Lihue, Hawaii (Reuters) - Lawmakers on the tropical island of Kauai, Hawaii, on Wednesday approved a hotly contested measure aimed at reining in widespread pesticide use by companies testing new genetically modified crops on the island.
The Kauai County Council passed the bill by a vote of six to one after months of protests by islanders and mainland U.S. groups who wanted to see a range of broad controls on the global agrichemical companies that have found the island’s tropical climate ideal for year-round testing of new biotech crops.

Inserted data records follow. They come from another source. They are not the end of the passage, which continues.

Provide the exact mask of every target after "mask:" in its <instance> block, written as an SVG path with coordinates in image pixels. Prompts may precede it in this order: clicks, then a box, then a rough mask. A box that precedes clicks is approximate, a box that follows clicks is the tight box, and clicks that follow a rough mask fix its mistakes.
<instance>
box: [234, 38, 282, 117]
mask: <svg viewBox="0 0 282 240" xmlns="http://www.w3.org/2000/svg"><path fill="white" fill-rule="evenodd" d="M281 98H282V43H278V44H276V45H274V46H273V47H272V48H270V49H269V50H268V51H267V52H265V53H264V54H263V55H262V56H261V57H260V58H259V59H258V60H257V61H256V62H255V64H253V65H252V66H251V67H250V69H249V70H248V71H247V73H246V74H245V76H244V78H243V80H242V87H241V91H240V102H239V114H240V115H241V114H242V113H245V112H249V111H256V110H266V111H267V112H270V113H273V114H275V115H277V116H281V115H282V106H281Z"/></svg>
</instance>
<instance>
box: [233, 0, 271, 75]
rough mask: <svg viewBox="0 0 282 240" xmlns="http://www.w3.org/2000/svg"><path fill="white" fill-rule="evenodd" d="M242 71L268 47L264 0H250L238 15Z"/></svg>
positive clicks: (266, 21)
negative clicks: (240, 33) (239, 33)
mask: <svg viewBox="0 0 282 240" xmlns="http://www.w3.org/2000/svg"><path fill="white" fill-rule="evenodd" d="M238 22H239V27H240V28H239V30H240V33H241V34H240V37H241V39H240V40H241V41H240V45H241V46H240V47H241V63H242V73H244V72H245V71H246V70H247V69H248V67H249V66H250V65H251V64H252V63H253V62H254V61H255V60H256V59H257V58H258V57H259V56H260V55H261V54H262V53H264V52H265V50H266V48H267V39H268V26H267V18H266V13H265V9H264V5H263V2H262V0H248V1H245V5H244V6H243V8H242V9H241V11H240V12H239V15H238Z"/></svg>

The vote on Kauai came amid a global backlash against the spread of genetically-modified organisms in food and feed(GMO). Critics claim they contribute to greater pesticide use, environmental damage and health concerns for people and animals. But the industry says they are crucial for increasing global food production and improving environmental sustainability.
“This victory is an amazing credit to the people of Kauai who stood up to massive pressure from the GMO companies and won their right to know about pesticides and GMOs in their community,” said Charles Margulis, a spokesman for the California-based Center for Environmental Health, which supported the bill.
Known as Hawaii’s “Garden Isle,” Kauai’s landscape has become fertile ground for testing of new crops by DuPont Pioneer, Syngenta, BASF, and Dow AgroSciences, which together have staked out work on an estimated 15,000 acres on the isolated Hawaiian island.
DuPont, which fought to defeat the bill, was disappointed it passed, and may sue to block its implementation, said spokesman Josh St. Peters.
“We believe it to be bad policy - and the kind of regulation that should remain at the state and federal level, where policy makers and agencies are already empowered with oversight of our industry,” he said. “We believe that the bill is not legally defensible and we continue to evaluate all of our business and legal options.”
Kauai is the fourth largest of the main Hawaiian Islands and has a land area of 562.3 square miles and a population of about 67,000.
Many on the island have blamed health problems and pollution on what they say is excessive use of pesticides as the companies test a range of genetically altered crops. In early September, more than 3,000 islanders took to the streets of Lihue with signs and banners, and chanting “Pass the Bill.”
More than 80 people lined up to offer testimony to the council meeting, which started on Tuesday morning but lasted until 3:30 a.m. local time on Wednesday. Only four people testified against the bill, the rest asked for its passage.
Early versions of the measure introduced in June prohibited open-air testing of experimental pesticides and genetically modified crops, established a permitting process for the industry and placed a temporary moratorium on the expansion of GMO crop test fields.
“The people in my community have asked for help,” Kauai County Councilman Gary Hooser, who introduced the bill, said on Tuesday. “People are concerned.”
In an attempt to forge compromise last month, Hawaii Gov. Neil Abercrombie proposed that pesticide and genetically engineered seed corporations be allowed to voluntarily disclose pesticide use.
The version of the bill that passed late Tuesday was stripped of some of its tougher conditions and now requires the agricultural companies to disclose the presence and use of genetically modified crops and pesticides; establishes buffer zones around schools, hospitals, homes and other areas, and requires the county to conduct a study on the health and environmental impacts of the industry.
Concerns about pesticide use on the island have been mounting in recent years and some allege health problems, including increased rates of cancer, are tied to the farm chemicals on the experimental crop fields.
But testifying at the hearing, BASF representative Kirby Kester said that passage of the bill was unwarranted because there is no evidence the companies are doing any harm.
And prior to the meeting, Mark Phillipson, spokesman for Syngenta Hawaii, said the industry was committed to a safe environment.
“We abide by high standards to create a safe environment for our workers, our neighbors and the community,” Phillipson said.
A spokesman for Dow could not immediately be reached for comment.